Nostalgia / Nostalgila



By: Marzuki Bersemangat

"Homo Homini Lupus. Manusia tidak terkecuali santri, berubah menjadi serigala dalam belantara modernisasi. Silahkan berjuang mati-matian dengan mengatakan bahwa cirri khas kebudayaan Indonesia adalah gotong-royong.”

Aku masih ingat sekali statement itu ia tulis dipamphletnya. Kusimpan pamphlet itu sebagai kenangan darimu. Pamphlet itulah ku bisa mengakses perkembangan pemikiranmu. Hanya edisi itu yang tersimpan dan itu inspiarasi terindah bagiku.


Kawan, ku kenalkan sahabat lamaku namanya Mbah Men, lengkapnya Lukman Hakim. Perawakannya tinggi, rambutnya sigar tengah (edisi tahun 2008 kebawah sekarang entah). Panggilan Mbah bukan berarti tua, ia stil young he was born at 1986 same with me. Nama Mbah di Pesantren lebih identik pada penghormatan bukan pada umur.

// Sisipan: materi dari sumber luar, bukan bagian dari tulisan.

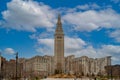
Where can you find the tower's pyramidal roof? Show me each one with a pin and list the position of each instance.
(59, 29)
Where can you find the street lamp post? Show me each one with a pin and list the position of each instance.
(16, 63)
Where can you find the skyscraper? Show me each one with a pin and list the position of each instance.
(59, 47)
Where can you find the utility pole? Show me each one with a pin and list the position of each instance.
(0, 67)
(16, 63)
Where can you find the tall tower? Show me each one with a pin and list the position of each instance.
(59, 47)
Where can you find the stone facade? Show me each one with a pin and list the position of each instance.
(38, 66)
(87, 66)
(59, 48)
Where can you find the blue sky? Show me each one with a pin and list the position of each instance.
(91, 27)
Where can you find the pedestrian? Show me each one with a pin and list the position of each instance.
(95, 78)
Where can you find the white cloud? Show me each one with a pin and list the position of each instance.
(115, 1)
(88, 6)
(9, 51)
(28, 15)
(116, 35)
(91, 20)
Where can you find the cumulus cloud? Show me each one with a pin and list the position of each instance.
(116, 35)
(28, 15)
(9, 51)
(88, 6)
(92, 20)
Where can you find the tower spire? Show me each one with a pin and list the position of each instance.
(59, 29)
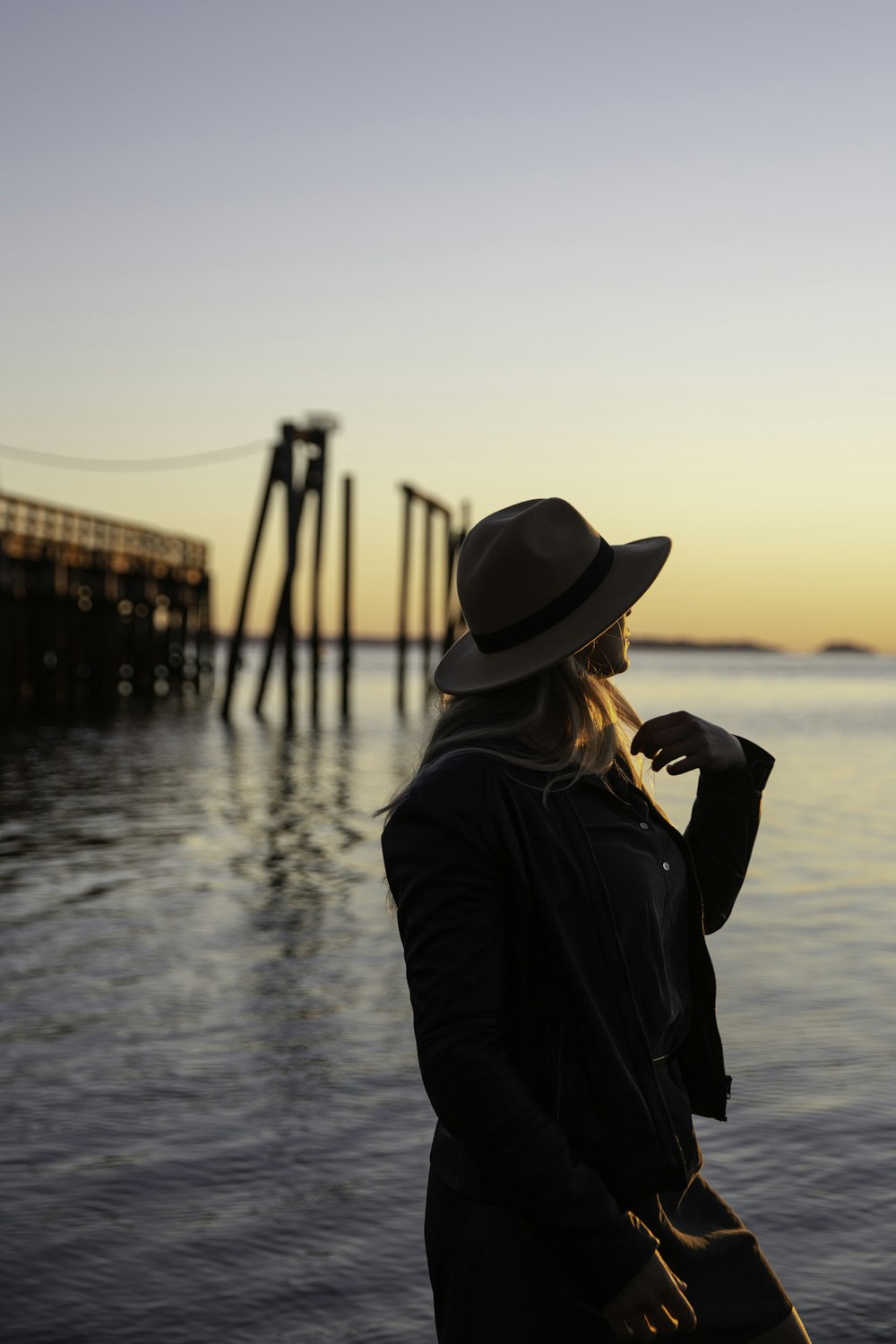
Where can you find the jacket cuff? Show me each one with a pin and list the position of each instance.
(750, 779)
(605, 1265)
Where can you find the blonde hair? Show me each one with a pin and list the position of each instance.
(564, 722)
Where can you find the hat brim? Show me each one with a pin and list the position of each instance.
(465, 669)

Kutulis tentang Mbah Men karena ia adalah sahabat yang paling cerdas yang pernah ku kenal. Manusia cerdas sebayanya. Manusia yang dikagumi teman-temanya karena kecerdasan dan karakter yang meneladankan seorang pemimpin.

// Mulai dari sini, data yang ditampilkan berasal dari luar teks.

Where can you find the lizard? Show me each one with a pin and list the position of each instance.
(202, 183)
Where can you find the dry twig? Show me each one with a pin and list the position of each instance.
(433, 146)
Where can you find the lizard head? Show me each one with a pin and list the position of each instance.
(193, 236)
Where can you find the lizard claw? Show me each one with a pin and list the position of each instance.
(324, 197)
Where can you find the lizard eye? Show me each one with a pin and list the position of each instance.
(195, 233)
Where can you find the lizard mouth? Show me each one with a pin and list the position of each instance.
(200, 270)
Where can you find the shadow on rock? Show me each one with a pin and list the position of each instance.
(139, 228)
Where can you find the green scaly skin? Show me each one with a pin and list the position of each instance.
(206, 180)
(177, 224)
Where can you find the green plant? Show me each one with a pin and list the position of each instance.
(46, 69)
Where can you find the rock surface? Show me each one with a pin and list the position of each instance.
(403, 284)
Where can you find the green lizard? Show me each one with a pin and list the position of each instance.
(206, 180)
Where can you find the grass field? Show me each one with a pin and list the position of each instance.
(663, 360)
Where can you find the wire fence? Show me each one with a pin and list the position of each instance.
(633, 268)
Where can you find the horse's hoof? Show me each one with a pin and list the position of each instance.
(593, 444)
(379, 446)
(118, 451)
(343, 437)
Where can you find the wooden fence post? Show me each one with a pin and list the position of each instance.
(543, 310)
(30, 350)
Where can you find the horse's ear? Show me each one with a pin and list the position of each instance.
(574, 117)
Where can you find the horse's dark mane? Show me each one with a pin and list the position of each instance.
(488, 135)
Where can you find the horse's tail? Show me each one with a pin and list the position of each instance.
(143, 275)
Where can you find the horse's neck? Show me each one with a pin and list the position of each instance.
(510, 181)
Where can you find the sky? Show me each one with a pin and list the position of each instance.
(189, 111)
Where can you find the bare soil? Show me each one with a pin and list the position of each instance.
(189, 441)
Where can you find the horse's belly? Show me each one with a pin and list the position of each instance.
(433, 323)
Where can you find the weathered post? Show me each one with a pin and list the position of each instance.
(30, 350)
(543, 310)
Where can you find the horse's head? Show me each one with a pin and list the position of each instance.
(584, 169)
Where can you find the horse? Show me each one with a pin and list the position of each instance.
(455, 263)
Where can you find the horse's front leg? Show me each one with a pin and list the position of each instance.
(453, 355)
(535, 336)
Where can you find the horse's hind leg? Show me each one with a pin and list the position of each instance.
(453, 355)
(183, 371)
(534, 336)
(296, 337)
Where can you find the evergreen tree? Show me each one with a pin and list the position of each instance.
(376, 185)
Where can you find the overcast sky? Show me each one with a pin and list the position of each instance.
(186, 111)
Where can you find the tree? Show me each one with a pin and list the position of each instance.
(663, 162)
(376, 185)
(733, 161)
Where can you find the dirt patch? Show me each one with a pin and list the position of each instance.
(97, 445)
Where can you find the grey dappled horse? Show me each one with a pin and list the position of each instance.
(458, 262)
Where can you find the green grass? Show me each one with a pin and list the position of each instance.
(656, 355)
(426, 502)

Dalam salah satu artikelnya beliau pernah menulis bahwa tidak seorang pun berhak menyandang predikat santri. Apalagi memonopoli maknanya dengan mengklaim bahwa “kamilah sebenar-benarnya santri. Kamilah yang pantas mewakili seluruh definisi atas nama santri”. Menurut beliau santri dulu dan sekarang sama. Tyada yang lebih unggul, Setiap era , zaman mempunyai karakteristik tersendri.

Beliau juga mempertanyakan “siapa yang pertama kali menggulirkan kesimpulan, santri sekarang tidak lebih baik daripada santri dulu?” dan “Benarkah telah terjadi kemunduran dalam berbagai aspek ditubuh generasi kita ini?”


Pertanyaan diatas membuat jantungku berdebar-debar. Aku sebagai santri harus mawas diri tentang statusku, “Terlalu muluk untuk aku disebut santri?”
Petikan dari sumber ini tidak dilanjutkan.